İNCELEME VE GEREKÇE:
Dava; Kooperatifler Kanununun 98.maddesinin yollaması ile TTK’nun 553.maddesi hükmü çerçevesinde, dava dışı kooperatifin eski üyesi olan davacının, üyelikten ayrılmasından sonra kooperatif üyeliği nedeniyle yaptığı aidat ödemelerinin yasal ve taahhüt edilen süre içinde iade edilmemesi nedeniyle davacının, oluştuğu iddia edilen zararından doğan maddi tazminatın, kooperatif yöneticisi sıfatıyla müteselsilen sorumlu oldukları iddia edilen davalılardan tahsili istemine ilişkindir.
Ticaret Sicil Müdürlüğü ile Çevre Şehircilik İl Müdürlüğünden alınan sicil ve belge örnekleri ile davalı kooperatifin dava tarihi ve sonrasında faal durumda olduğu, henüz tasfiye haline girmediği görülmüştür.

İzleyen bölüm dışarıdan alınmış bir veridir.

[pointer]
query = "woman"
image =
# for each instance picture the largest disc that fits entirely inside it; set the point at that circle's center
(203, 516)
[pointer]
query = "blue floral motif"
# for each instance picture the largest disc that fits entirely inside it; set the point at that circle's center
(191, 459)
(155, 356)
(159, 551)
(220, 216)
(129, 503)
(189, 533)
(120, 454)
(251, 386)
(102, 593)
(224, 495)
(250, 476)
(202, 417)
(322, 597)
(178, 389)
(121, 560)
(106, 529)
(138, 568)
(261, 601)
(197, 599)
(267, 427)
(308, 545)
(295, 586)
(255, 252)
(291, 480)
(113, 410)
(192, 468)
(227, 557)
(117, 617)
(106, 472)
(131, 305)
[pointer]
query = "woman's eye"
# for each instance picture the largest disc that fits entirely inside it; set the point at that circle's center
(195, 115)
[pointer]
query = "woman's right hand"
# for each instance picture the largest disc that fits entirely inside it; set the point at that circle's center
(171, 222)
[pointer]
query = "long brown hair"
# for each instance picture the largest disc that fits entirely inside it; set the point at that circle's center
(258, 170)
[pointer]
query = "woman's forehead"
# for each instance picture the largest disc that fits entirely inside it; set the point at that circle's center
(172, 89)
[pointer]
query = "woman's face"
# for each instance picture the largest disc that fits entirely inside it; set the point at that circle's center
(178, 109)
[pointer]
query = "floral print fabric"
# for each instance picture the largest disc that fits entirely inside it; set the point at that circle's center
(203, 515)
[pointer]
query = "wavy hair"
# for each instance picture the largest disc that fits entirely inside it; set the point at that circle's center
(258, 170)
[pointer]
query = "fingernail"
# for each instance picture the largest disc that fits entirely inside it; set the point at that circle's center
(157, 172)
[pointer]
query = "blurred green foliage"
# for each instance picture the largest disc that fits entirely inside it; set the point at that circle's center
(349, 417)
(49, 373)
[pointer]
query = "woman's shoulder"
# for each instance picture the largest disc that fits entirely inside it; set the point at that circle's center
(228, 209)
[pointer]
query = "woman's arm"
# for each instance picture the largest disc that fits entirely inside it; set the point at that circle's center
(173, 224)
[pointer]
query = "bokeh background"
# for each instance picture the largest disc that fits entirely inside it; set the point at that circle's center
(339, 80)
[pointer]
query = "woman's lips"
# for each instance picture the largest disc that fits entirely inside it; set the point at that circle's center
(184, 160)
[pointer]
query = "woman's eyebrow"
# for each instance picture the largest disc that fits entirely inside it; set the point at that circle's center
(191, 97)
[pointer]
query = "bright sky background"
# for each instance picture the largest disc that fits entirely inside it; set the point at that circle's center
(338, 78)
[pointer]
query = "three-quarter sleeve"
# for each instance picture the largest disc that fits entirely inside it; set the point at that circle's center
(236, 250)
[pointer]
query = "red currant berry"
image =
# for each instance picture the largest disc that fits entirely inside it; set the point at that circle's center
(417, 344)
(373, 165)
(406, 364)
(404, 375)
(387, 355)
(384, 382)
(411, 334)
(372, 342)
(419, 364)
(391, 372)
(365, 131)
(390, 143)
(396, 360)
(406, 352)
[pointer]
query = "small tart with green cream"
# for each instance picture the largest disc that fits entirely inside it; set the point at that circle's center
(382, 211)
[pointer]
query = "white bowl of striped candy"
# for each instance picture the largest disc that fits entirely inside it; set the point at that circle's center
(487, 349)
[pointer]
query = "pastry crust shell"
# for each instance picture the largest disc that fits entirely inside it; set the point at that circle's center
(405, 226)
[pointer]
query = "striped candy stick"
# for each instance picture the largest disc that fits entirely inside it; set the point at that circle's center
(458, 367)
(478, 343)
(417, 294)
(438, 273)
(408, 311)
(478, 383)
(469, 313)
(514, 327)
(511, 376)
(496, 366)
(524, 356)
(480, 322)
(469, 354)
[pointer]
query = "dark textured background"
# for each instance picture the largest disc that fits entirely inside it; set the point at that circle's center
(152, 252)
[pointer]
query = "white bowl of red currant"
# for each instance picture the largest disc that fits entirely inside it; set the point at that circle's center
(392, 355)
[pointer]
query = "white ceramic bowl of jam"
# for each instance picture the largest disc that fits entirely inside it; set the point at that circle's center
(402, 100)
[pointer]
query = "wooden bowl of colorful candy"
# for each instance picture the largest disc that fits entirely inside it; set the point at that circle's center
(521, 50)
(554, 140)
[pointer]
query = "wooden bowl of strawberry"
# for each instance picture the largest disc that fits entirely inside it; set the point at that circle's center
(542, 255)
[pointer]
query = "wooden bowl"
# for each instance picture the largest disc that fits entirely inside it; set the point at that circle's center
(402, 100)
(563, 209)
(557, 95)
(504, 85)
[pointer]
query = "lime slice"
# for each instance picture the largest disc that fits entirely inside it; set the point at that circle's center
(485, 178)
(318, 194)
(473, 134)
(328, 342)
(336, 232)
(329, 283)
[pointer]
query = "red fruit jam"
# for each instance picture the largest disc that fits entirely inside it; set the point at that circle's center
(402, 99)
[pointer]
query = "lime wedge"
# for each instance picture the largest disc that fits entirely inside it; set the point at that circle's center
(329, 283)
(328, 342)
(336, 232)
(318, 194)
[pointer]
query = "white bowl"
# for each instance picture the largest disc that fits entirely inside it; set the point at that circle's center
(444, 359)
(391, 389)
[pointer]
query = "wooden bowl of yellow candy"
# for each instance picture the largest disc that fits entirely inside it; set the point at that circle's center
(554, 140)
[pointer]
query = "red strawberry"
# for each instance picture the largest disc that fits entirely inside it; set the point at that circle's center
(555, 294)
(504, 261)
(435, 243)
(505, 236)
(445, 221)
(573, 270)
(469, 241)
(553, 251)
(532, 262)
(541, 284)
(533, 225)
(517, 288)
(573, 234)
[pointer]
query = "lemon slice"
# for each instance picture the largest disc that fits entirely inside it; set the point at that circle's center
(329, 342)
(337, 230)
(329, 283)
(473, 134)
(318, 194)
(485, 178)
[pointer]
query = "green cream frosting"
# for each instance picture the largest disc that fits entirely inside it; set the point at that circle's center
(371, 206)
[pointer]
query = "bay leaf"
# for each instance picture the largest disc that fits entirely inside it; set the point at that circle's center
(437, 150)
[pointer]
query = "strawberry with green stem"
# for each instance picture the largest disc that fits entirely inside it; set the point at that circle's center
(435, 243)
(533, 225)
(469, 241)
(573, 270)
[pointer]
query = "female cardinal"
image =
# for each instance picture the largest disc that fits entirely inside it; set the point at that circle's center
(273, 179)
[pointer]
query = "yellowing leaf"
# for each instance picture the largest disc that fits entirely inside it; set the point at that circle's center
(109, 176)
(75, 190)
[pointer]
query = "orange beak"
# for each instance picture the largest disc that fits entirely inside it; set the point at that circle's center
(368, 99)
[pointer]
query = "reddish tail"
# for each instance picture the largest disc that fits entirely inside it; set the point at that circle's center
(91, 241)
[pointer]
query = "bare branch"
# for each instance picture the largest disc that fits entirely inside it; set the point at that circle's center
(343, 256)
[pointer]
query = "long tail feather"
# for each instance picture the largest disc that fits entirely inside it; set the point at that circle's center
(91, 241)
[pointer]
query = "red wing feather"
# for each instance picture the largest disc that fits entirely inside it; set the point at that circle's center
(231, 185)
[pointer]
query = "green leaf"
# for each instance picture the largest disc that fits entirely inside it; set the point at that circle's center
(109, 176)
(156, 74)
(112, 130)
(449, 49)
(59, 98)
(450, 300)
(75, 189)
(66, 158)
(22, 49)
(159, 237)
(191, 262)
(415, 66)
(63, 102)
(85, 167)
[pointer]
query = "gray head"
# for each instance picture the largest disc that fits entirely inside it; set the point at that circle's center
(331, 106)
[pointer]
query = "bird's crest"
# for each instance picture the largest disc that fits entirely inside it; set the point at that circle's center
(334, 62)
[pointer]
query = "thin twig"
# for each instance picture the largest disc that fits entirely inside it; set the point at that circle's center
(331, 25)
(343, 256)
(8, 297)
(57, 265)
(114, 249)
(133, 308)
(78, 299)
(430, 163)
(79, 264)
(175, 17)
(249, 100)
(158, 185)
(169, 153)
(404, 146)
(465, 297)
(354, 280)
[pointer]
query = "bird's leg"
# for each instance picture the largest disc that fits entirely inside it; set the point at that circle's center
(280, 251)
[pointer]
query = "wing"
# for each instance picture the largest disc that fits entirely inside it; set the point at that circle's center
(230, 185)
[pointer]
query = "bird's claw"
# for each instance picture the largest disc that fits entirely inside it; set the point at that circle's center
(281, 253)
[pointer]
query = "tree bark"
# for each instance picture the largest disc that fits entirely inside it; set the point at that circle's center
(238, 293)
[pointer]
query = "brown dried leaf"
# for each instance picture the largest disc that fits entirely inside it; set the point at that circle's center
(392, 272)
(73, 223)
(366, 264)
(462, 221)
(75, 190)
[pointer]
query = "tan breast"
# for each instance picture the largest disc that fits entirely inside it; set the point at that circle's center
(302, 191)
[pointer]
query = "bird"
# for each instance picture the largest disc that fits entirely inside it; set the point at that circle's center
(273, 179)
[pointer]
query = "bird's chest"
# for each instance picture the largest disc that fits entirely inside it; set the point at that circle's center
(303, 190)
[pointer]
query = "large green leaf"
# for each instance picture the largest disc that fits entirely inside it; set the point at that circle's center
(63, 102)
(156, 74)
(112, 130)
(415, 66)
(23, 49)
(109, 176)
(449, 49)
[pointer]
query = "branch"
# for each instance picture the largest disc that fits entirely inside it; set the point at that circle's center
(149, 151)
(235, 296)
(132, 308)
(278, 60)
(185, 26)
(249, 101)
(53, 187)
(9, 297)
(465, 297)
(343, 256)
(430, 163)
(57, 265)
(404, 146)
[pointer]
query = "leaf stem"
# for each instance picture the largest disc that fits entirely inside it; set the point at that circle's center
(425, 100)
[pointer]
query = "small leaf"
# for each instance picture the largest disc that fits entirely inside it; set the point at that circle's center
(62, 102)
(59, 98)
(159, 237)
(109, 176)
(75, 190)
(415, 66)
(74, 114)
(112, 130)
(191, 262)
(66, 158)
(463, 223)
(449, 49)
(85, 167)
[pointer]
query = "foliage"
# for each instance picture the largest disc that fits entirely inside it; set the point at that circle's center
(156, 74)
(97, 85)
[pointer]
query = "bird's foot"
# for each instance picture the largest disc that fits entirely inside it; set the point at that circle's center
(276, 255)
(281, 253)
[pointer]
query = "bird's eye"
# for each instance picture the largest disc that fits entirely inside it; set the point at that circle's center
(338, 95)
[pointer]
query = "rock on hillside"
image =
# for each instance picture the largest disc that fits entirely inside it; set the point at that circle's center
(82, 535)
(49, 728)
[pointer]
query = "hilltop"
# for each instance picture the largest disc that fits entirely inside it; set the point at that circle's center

Dosyada toplanan tüm belge örnekleri, sicil kayıtları ve bilirkişi raporunda yapılan tespitler ile; davalı … ve davalı …’ın kooperatif yönetiminde hiç yer almadıkları, diğer davalıların farklı dönemlerde kooperatif yönetim veya denetim kurulu üyesi olarak görev yaptıkları belirlenmiştir.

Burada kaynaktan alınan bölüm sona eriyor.